C’est le 27 juin 1998 à Colombes qu’est né Jean-Ricner. Le benjamin de la famille n’a pas échappé à la tradition. Tout comme ses deux grands frères Wisnel et Dieunor, “Jean-Jean“ comme on aime l’appeler a lui aussi hérité d’un prénom peu commun. Mais ne lui demandez pas d’où ça vient, il n’en a aucune idée.

Le petit dernier était le chouchou de la famille. Son père électricien et sa mère femme de ménage ne lui disaient jamais non. « Quand mes frères voulaient quelque chose et qu’ils savaient qu’ils ne l’auraient pas, ils passaient par moi. J’avais tout ce que je voulais. » en rit-il. Le petit protégé s’entendait très bien avec ses frères. « Ils ont toujours été gentils avec moi. On faisait tout ensemble. »

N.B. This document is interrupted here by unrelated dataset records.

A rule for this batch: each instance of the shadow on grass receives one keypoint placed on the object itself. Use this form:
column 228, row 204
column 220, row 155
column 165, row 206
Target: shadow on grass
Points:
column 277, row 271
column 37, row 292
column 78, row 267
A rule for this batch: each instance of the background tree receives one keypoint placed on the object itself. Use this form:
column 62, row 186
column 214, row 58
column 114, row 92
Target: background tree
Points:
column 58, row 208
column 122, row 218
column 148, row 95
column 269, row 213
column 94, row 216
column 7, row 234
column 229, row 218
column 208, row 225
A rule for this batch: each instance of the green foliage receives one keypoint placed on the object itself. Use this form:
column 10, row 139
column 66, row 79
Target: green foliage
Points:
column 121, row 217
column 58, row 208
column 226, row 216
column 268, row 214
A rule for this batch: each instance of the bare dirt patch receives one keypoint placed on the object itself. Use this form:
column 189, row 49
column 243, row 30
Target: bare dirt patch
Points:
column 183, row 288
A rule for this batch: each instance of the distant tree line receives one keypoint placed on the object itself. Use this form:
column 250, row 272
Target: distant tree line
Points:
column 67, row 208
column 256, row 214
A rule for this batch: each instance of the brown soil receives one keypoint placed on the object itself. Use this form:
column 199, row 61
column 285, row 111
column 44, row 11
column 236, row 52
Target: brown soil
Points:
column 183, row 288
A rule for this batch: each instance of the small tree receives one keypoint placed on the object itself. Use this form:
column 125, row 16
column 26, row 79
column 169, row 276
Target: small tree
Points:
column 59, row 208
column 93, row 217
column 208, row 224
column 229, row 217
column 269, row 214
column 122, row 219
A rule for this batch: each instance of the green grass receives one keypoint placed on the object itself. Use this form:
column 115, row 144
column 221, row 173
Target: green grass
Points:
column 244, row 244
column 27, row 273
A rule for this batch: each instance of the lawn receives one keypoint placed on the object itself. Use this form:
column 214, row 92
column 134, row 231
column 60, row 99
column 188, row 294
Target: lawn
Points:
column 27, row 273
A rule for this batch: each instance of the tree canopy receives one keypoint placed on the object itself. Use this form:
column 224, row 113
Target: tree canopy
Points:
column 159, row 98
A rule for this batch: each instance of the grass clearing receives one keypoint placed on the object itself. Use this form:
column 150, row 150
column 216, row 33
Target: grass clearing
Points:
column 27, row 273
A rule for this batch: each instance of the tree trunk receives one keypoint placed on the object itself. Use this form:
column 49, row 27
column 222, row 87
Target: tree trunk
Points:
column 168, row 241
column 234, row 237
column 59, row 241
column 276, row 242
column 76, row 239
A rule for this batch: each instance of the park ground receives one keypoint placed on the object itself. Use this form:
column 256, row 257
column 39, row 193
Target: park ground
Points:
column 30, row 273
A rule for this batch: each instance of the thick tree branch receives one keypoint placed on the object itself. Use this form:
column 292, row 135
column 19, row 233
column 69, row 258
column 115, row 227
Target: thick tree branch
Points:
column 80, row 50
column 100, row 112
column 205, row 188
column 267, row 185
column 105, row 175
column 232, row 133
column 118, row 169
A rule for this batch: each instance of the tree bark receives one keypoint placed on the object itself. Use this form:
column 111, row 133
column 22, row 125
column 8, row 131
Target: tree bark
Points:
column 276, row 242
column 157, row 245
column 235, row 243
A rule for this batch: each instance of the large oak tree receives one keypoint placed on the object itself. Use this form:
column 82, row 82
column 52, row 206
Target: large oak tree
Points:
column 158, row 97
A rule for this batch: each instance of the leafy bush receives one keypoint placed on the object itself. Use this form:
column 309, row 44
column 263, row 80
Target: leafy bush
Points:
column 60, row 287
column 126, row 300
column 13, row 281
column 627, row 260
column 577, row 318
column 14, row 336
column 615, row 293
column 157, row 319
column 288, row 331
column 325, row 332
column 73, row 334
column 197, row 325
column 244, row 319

Jean-Ricner, au centre, avec ses frères Dieunor et Wisnel

Après sa naissance, la famille de Jean-Ricner a déménagé à Villetaneuse, dans la cité Allende où ils habitent toujours. « Là-bas c’était le trafic, les vols… J’aurais pu être engrainé là-dedans quand j’étais petit. L’effet de groupe, ça va vite… Heureusement mes frères étaient là pour me surveiller et m’ont toujours montré le droit chemin. Plusieurs potes n’ont pas eu cette chance. Ils ont choisi autre chose que le football. En voyant ça, tu te dis que c’est du gâchis parce qu’ils avaient du talent, certains beaucoup plus que moi. »

Faire le bon choix

Pour l’éloigner des vices de la cité, les deux grands frères emmenaient “Jean-Jean“ partout, notamment sur les terrains de football. « Dieunor était très fort ! Il devait partir au Stade Rennais mais mon père a refusé car il ne travaillait pas bien à l’école… » Poussé et guidé, Jean-Ricner savait ce qu’il voulait faire de sa vie. « Ça m’a donné de la force pour jouer au foot tous les jours. » C’était sans compter sur le soutien de ses parents. « Même si je n’étais pas très bon à l’école, contrairement à mon frère – comme j’étais le chouchou -, mon père et ma mère m’ont autorisé à suivre ma passion. Je voulais vraiment percer ! »
Comme tous les footballeurs, passionnés ou professionnels, jeunes ou expérimentés, Jean-Ricner avait une idole. « Depuis tout petit, le joueur qui m’a le plus inspiré était Ronaldinho. Il est très élégant, très technique. Il est trop fort ! Je regardais souvent ses matchs. J’aimais bien tous les joueurs brésiliens en général. Leur technique est au-dessus. »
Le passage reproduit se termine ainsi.